Which you then use like this:

var builder = StringBuilderCache.Acquire();
// use the builder as normal, i.e. builder.Append(..)
string data = StringBuilderCache.GetStringAndRelease(builder);

Specialised Collections

Finally there are several examples where custom collections were written to ensure that excessive memory overhead wasn’t created. For instance in the code below from PENamesTypeSymbol.cs, you can clearly see that specific collections are re-used whenever there are 0, 1 or up-to 6 items. The comment clearly spells out the trade-off, so whilst these collections aren’t as efficient when doing lookups (O(n) v O(log n)), they are more efficient in terms of space and so the trade-off is worth it. It’s also interesting to note that the size of 6 wasn’t chose randomly, in their tests they found that 50% of the time there were 6 items or fewer, so these optimisations will give a performance gain in the majority of scenarios.

private static ICollection<string> CreateReadOnlyMemberNames(HashSet<string> names)
  switch (names.Count)
    case 0:
      return SpecializedCollections.EmptySet<string>();
    case 1:
      return SpecializedCollections.SingletonCollection(names.First());
    case 2:
    case 3:
    case 4:
    case 5:
    case 6:
      // PERF: Small collections can be implemented as ImmutableArray.
      // While lookup is O(n), when n is small, the memory savings are more valuable.
      // Size 6 was chosen because that represented 50% of the names generated in the Picasso end to end.
      // This causes boxing, but that's still superior to a wrapped HashSet
      return ImmutableArray.CreateRange(names);
      return SpecializedCollections.ReadOnlySet(names);


All in all there are some really nice tricks and examples of high-performance code to be found in the Roslyn code base. But the main lesson is that you should never be applying these for the sake of it or because they look clever. They should only be used in conjunction with proper performance testing that identifies the parts of your code that cause it to run slower than your performance goals.

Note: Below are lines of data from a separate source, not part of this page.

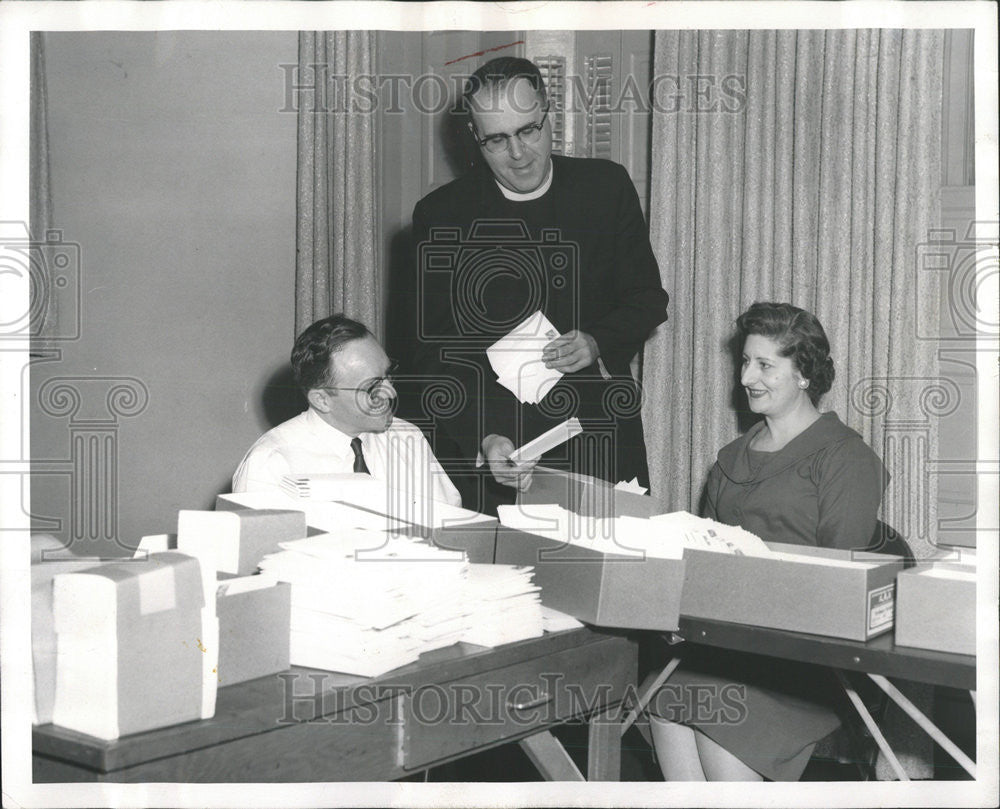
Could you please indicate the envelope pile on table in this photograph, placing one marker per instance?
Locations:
(365, 602)
(663, 536)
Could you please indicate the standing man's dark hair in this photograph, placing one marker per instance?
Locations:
(500, 71)
(314, 347)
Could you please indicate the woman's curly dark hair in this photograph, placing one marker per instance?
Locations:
(800, 336)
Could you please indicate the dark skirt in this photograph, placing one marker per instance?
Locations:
(768, 713)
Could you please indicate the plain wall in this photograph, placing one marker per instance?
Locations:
(173, 167)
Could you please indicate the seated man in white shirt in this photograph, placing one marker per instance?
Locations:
(349, 425)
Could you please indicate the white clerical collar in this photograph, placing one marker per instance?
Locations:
(517, 196)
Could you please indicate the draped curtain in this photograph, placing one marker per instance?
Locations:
(44, 313)
(337, 257)
(814, 181)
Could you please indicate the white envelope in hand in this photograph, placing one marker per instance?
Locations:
(517, 359)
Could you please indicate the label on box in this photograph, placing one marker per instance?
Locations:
(881, 601)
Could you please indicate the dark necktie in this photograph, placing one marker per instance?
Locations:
(359, 457)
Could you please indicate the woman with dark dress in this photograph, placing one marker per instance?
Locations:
(797, 476)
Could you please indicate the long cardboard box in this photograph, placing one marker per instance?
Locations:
(937, 608)
(472, 533)
(844, 594)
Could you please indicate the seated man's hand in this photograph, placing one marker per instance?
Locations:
(497, 450)
(571, 352)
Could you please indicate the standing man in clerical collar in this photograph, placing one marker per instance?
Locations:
(531, 231)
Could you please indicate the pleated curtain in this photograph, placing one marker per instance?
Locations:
(44, 310)
(817, 188)
(337, 257)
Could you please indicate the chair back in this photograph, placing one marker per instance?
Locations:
(887, 539)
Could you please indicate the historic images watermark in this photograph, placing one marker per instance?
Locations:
(315, 88)
(314, 697)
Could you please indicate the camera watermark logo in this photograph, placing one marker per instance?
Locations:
(51, 269)
(962, 271)
(498, 260)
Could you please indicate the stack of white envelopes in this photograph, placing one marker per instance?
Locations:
(365, 602)
(661, 536)
(505, 605)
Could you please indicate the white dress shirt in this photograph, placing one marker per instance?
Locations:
(307, 445)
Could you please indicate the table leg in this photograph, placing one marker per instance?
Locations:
(928, 727)
(645, 698)
(604, 747)
(872, 726)
(550, 757)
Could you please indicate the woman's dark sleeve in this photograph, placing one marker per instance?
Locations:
(851, 480)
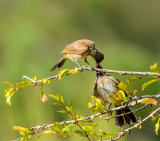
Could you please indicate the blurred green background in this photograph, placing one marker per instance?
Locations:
(32, 35)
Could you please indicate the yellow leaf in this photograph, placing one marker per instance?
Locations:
(8, 83)
(122, 95)
(148, 83)
(154, 68)
(149, 101)
(157, 126)
(63, 72)
(74, 71)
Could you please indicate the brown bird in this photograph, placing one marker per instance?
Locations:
(105, 88)
(79, 50)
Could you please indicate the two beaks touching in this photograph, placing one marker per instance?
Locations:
(105, 86)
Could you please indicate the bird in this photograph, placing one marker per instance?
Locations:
(79, 50)
(105, 88)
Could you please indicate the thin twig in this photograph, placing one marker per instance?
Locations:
(135, 126)
(100, 70)
(132, 104)
(133, 111)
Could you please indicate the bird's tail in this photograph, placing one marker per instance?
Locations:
(125, 118)
(60, 63)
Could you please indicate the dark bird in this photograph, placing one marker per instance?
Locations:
(79, 50)
(105, 88)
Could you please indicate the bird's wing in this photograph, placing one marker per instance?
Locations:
(75, 49)
(96, 93)
(114, 79)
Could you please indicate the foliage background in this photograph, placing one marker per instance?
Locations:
(33, 33)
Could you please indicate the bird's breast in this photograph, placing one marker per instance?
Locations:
(107, 89)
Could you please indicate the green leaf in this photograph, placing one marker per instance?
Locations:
(71, 104)
(62, 99)
(105, 135)
(8, 94)
(148, 83)
(157, 126)
(132, 79)
(98, 106)
(79, 132)
(149, 101)
(58, 127)
(23, 131)
(57, 104)
(88, 129)
(63, 112)
(23, 84)
(46, 81)
(124, 87)
(63, 72)
(74, 71)
(154, 68)
(67, 128)
(56, 97)
(45, 132)
(8, 83)
(43, 96)
(122, 95)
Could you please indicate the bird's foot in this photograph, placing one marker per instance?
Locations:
(91, 68)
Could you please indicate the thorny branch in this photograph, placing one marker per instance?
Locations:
(92, 117)
(101, 70)
(134, 101)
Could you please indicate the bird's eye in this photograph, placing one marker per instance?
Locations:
(93, 47)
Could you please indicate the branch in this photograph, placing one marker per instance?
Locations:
(101, 70)
(42, 128)
(135, 126)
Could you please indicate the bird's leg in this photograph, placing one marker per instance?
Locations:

Interestingly enough StackOverflow faced a similar issue a few years back, see In managed code we trust, our recent battles with the .NET Garbage Collector, but that’s a subject for another post, stay tuned!

Update: Since first writing this post, I’ve found out about an excellent talk Essential Truths Everyone Should Know about Performance in a Large Managed Codebase, in which Dustin Campbell (a Roslyn Program Manager), talks about how they improved the performance of Roslyn. I can’t recommend it enough.